Georgia - Nature and Scientific Wonders

Georgia - Nature and Scientific Wonders

smithsonian.com

Whether you dream of hiking up a mountain or hang gliding off one, kayaking down a meandering river or rafting a Class V rapid, Georgia’s diverse landscape delivers some of the most exciting outdoor adventures in the country. Your visit to the state will not only refresh your spirit, it will supply an adrenaline rush you won’t soon forget.

Coastal Beauty
You can experience natural wonders and ancient cultures by foot or boat along the Georgia coast. Paddlers can explore ancient Cypress trees and see rare and endangered wildlife along the inland waterways on the Altamaha and Ogeechee Rivers and the still, black waters of the Okefenokee Swamp. The Intercoastal Waterway provides some of the richest fishing in the Atlantic Ocean and offers opportunities for exciting sea kayaking.

Mountain Highs
Visitors seeking a chance to commune with nature will find uncommon experiences in the foothills of the Appalachian Mountains in north Georgia. In Dawsonville, Amicalola Falls is home to both the tallest waterfalls east of the Mississippi River and the challenging, eight-mile hiking approach to Springer Mountain, the southern end of the 2,175-mile Appalachian Trail. One of the most spectacular canyons in the eastern United States, Tallulah Gorge, is two miles long and nearly 1,000 feet deep. Hikers travel in both directions - down to the gorge floor and up along a series of rim trails to scenic overlooks. For a truly spectacular view, you can challenge your endurance to and from the new suspension bridge over Hurricane Falls, the tallest of the gorge’s waterfalls, or for the experienced rock climber, test your skill on the rock faces of the gorge.

Scenic Rivers
Adventurers of all ages can brave one of the longest free-flowing rivers in the Southeast, the Chattooga River in northeast Georgia. The Chattooga, named to the prestigious Wild and Scenic River System, is still relatively untouched and home to some of the most difficult and technical Class III, IV and V whitewater rapids in the region. If you have loftier ambitions, visit Lookout Mountain Flight Park, which teaches and certifies more hang glider pilots than any other school in the country and features the easiest, safest and most-used launch in the world, and has more than 20 miles of scenic ridge.

Southern Landscape
Teeming with lakes and rivers for fishing, boating and nature watching, this central region of Georgia delivers exceptional water sports opportunities. The Altamaha River is home to more than 130 rare and endangered species and was named "One of America’s Last Great Places" by the Nature Conservancy. The river flows 137 miles from its origin to the delta of the Atlantic coast without breaks, making it the ideal location for kayaking.
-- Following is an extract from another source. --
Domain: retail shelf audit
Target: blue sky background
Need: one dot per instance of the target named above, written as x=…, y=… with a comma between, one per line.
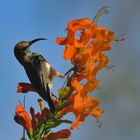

You can find more than just water sports in a visit to Georgia’s Lake Country. Lake Oconee and Lake Sinclair features a total of 171 holes of diverse, scenic championship golf, a variety of outdoor recreational opportunities or just relax at the luxury spa at The Ritz Carlton Lodge, Reynolds Plantation. Northeast Georgia’s Lincoln County is home to Clarks Hill Lake, the largest Corps of Engineers project east of the Mississippi, which features more than 1,200 miles of shoreline and is an outdoor lover’s paradise.

Breathtaking views are at every turn at Providence Canyon State Conservation Park in Lumpkin, Georgia’s "Little Grand Canyon." The rare Plumleaf Azalea and other wildflowers, as well as the pink, orange, red and purple hues of the soft canyon soil, make a beautiful natural painting at the unique park. Hiking along the rim trail and backpacking through backcountry trails offer one-of-a-kind experiences.

Urban Adventure
In the urban environment of Atlanta, you might be surprised to find a variety of opportunities to enjoy the outdoors. Centennial Olympic Park, a 21-acre legacy from the 1996 Olympic Games in downtown Atlanta, and Piedmont Park, a 185-acre green space in the heart of midtown Atlanta, offer space for walking, jogging, team sports and other activities. The PATH Foundation has created more than 60 miles of paved trails throughout the city for running, cycling, walking or blading. The PATH also connects to the Silver Comet Trail, a 37-mile paved route from Smyrna to Rockmart that, when completed, will reach the Georgia-Alabama state line.

Hiking trails and picnic areas dot the 48-mile Chattahoochee River National Recreation Area. Located in the Chattahoochee-Oconee National Forest, you can hike more than 50 miles of trails, waterfalls and trout streams just 25 minutes north of the city. More than 2,000 acres of peaceful wilderness are nestled west of the city at Sweetwater Creek State Park. Hikers can follow a wooded trail along the free-flowing stream to the ruins of the New Manchester Manufacturing Company, or to the top of the rocky bluff for breathtaking views of the shoals.